Option 3 is still looking like the least-worst option.

I looked at that Family Album linked above and it's an option, but it is geared for phones. Unless you pay for the premium version when you can upload from a PC. It also looks like they are trying to push their print products too.

The other issue with these services is that they all require every family member to create an account in order to see the photos and sometimes that's a barrier in itself, particularly if you want to share with less technical older folk. "I don't know how to do that, so I won't bother".

I'm not sure that there's an ideal solution.
Personally I want:
To bulk upload from a computer (not a phone),
I don't want to have to install special software.
I want to group photos in albums organised sensibly by year and event
I want to be able to label images
I want to be able to share a direct link to an album, so I can send a link to the latest holiday snaps but I want them to be able to browse the rest of the gallery
I'd like an unfussy user interface with no adverts.
I don't want to have to find another solution in 5 years time.

Not asking much :p

If anyone has any ideas, I'm interested too.
 
I'm looking for a solution myself, so here's some of my thoughts on options:
1) You could go down the complete DIY route, buy a NAS to connect to your home broadband, install a webserver on it and configure it so that external users can connect to it. That way all the files and the web server are in your house in your control.
2) The next option is to pay for hosting and install a photo gallery/content management system and upload your photos there. I had been doing this for quite a while for family stuff, using Dreamhost for the hosting and a system called (imaginatively) "Gallery" http://gallery.menalto.com/ but it's not been updated in ages and is rather clunky. I could change my gallery system, but it would mean having to migrate the data.
3) Pay for a full solution. Use something like Squarespace with it's user galleries, or Smugmug. Both of which will work nicely with mobile browsers.

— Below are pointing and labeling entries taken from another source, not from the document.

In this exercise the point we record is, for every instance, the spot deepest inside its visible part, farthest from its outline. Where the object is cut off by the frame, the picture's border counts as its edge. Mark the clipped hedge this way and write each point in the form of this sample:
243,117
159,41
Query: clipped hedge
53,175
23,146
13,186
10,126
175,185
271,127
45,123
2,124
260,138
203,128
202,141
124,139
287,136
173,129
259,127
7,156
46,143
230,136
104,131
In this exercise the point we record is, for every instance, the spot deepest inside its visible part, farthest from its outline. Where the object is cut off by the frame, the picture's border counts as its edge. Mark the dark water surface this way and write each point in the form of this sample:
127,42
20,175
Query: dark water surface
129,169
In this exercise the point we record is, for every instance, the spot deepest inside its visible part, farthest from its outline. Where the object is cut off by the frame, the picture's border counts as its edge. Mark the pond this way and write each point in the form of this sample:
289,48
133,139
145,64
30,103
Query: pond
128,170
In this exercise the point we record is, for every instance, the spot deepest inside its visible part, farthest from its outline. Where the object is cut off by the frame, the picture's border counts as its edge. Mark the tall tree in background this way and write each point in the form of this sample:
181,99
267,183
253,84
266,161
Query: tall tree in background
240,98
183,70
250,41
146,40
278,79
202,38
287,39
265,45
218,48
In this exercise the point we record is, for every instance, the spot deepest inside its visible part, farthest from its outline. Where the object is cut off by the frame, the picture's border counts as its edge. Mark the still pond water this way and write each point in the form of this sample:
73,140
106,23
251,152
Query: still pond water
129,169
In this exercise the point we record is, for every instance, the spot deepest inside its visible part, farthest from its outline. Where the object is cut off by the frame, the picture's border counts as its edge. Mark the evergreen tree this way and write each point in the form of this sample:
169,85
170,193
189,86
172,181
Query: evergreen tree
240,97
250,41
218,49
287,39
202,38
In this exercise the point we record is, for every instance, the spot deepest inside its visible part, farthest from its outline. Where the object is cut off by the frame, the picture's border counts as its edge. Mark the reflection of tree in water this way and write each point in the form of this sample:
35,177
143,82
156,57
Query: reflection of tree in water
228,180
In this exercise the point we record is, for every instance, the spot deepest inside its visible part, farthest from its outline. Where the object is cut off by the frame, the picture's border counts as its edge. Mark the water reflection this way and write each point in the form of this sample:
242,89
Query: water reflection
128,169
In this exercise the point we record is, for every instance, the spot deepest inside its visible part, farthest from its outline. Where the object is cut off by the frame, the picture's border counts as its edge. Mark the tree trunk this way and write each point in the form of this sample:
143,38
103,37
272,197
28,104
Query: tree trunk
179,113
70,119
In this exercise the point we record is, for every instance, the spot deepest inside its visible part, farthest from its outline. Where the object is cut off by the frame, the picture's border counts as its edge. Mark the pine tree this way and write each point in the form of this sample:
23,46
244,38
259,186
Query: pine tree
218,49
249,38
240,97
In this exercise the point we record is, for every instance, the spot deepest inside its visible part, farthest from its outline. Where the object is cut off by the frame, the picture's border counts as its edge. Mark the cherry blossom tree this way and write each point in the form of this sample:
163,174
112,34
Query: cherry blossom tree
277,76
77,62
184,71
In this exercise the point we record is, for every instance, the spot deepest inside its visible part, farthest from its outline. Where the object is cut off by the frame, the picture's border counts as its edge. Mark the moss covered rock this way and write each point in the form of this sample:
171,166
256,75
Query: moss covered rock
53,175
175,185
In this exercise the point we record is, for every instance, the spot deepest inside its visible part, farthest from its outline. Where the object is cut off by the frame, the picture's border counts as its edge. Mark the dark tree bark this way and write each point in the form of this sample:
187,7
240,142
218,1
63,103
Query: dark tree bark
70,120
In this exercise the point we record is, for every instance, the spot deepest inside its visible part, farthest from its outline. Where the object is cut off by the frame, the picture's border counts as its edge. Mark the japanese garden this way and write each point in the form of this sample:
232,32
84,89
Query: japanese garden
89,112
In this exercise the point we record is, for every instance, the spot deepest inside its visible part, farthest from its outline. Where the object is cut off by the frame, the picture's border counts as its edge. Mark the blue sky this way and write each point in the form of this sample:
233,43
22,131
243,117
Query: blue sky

Smugmug own Flickr, but it's a different solution developed for a different purpose.
4) Go for the full corporate evil and use Google Photos.

The problem is that you can't get something for nothing on the internet now. Google, Amazon and MS own larger chunks of the services available. You end up needing to pay for a service somewhere along the line, but then it's a case of how long till that service is bought up by a bigger corporation. Flickr was independent, then owned by Yahoo, then one of the big US networks, now Smugmug.
I gave up my Flickr Pro account because it wasn't worth paying for for me.
Option 3 is still looking like the least-worst option.

I looked at that Family Album linked above and it's an option, but it is geared for phones. Unless you pay for the premium version when you can upload from a PC. It also looks like they are trying to push their print products too.

The other issue with these services is that they all require every family member to create an account in order to see the photos and sometimes that's a barrier in itself, particularly if you want to share with less technical older folk. "I don't know how to do that, so I won't bother".

I'm not sure that there's an ideal solution.
Personally I want:
To bulk upload from a computer (not a phone),
I don't want to have to install special software.
I want to group photos in albums organised sensibly by year and event
I want to be able to label images
I want to be able to share a direct link to an album, so I can send a link to the latest holiday snaps but I want them to be able to browse the rest of the gallery
I'd like an unfussy user interface with no adverts.
I don't want to have to find another solution in 5 years time.

Not asking much :p

If anyone has any ideas, I'm interested too.
Thanks. Google Photos doesn't seem to allow sorting by date or keyword either. But yes, my requirements are similar to yours. I definitely accept no login for family members.